I started playing with Erlang last year. Mostly that meant reading the Joe Armstrong book, looking at ejabberd and writing a little code. Sadly, I’ve not had the chance to go much beyond the “playing” stage. Anyway, I’ve got a soft spot for functional languages like Erlang since my Programming Language Theory class in undergrad where we used ML. I especially like the way Joe and the rest of the people behind Erlang have built it for concurrency via tiny processes that share nothing and have provided a framework for building apps that know how to operate correctly in soft-realtime. It’s a very different way of thinking about building systems and seems to be remarkably effective.

The Erlang guys have to be feeling pretty good to hear that Facebook has used Erlang as a core component of their new chat service. (High Scalability also has a good writeup.) As Facebook engineer Eugene Letuchy describes it, their implementation uses XHR long polling which means tons of open HTTP connections. Spread this out over 70 million potential users and it’s not hard to see that Apache would break down pretty quickly. Basically it sounds like they have tons of Erlang processes servicing these connections and holding messages and presence events for users in memory if there’s not an open connection to the client.

Eugene mentions the challenge of delivering presence information as being more difficult than real-time messaging. (Something I thought a lot about when building Effusia.) He lays out the issues inherent in broadcasting presence on every state change in the form of a nasty worst-case asymptotic complexity:

The naive implementation of sending a notification to all friends whenever a user comes online or goes offline has a worst case cost of O(average friendlist size * peak users * churn rate) messages/second, where churn rate is the frequency with which users come online and go offline, in events/second.

However, he doesn’t really go into any detail on how they solved this problem. I can only assume they used some form of periodic polling on a need-to-know basis and/or coalescing friend presence updates in such a way that they’re only occasionally sent to a user.

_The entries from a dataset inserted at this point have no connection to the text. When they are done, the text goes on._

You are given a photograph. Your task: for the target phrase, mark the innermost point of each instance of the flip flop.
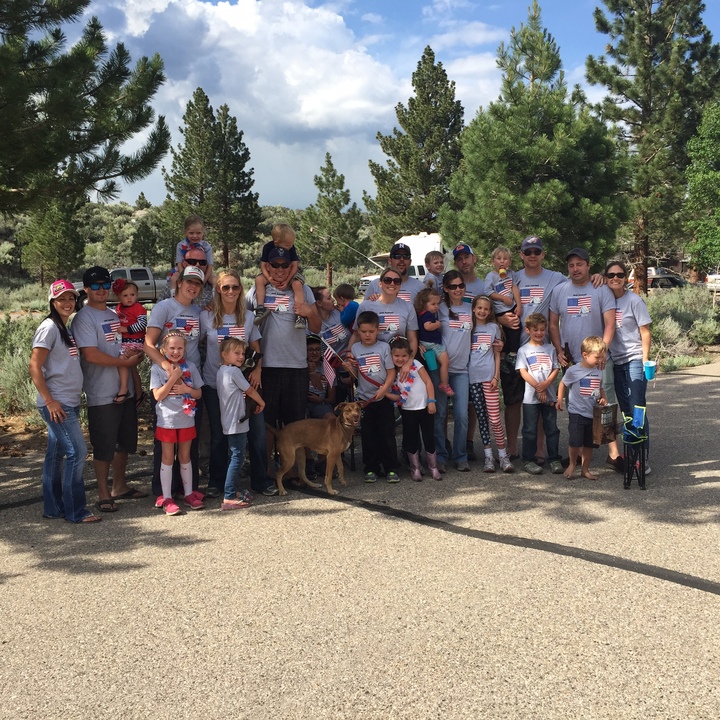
(131, 494)
(106, 505)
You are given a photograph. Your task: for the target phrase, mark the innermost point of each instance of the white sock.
(166, 480)
(186, 476)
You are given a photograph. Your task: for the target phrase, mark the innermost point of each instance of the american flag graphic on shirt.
(589, 386)
(480, 339)
(110, 329)
(531, 296)
(580, 305)
(539, 362)
(230, 331)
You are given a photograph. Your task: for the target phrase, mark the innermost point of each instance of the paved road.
(501, 596)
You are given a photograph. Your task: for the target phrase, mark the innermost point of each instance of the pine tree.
(65, 113)
(422, 155)
(536, 161)
(660, 69)
(329, 229)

A few other interesting notes… Apparently they used C++ to do the chat logs as Erlang is not that great at raw I/O. They also apparently use Thrift to glue everything together. (Reminds me I need to look into Thrift in more detail.)


25
May 08

Surprisingly basic Rails performance tips – and the people that don’t love them

Antonio Cangiano offers up 10 Ruby on Rails Performance tips, some of which are really just good practice in any web application and aren’t specific to Rails. This includes gems like:

don’t be afraid of using the cool features provided by your database, even if they are not directly supported by Rails and doing so means bypassing ActiveRecord. For example define stored procedures and functions, knowing that you can use them by communicating directly with the database through driver calls, rather than ActiveRecord high level method.

And:

Retrieve only the information that you need. A lot of execution time can be wasted by running selects for data that is not really needed.

Shocking stuff!

What amazes me is the level of irritation evident in the comments from people decrying this as “premature optimization”. I agree that you shouldn’t completely reorganize your code to achieve some speculative performance increase before you really know what parts of your app are going to have issues. However, some things are just common sense. If I can pull back data from the database without doing O(n) queries in a loop, I should do that. If I need to run a report with lots of aggregated data, I should probably consider computing that in the DB via a function or stored procedure. Bottom line, there are things that are guaranteed to cause you problems. Sitting around and smugly saying, “I don’t want to optimize prematurely here” is no excuse for writing dumb code.

(Link to the performance tips via the FiveRuns Blog)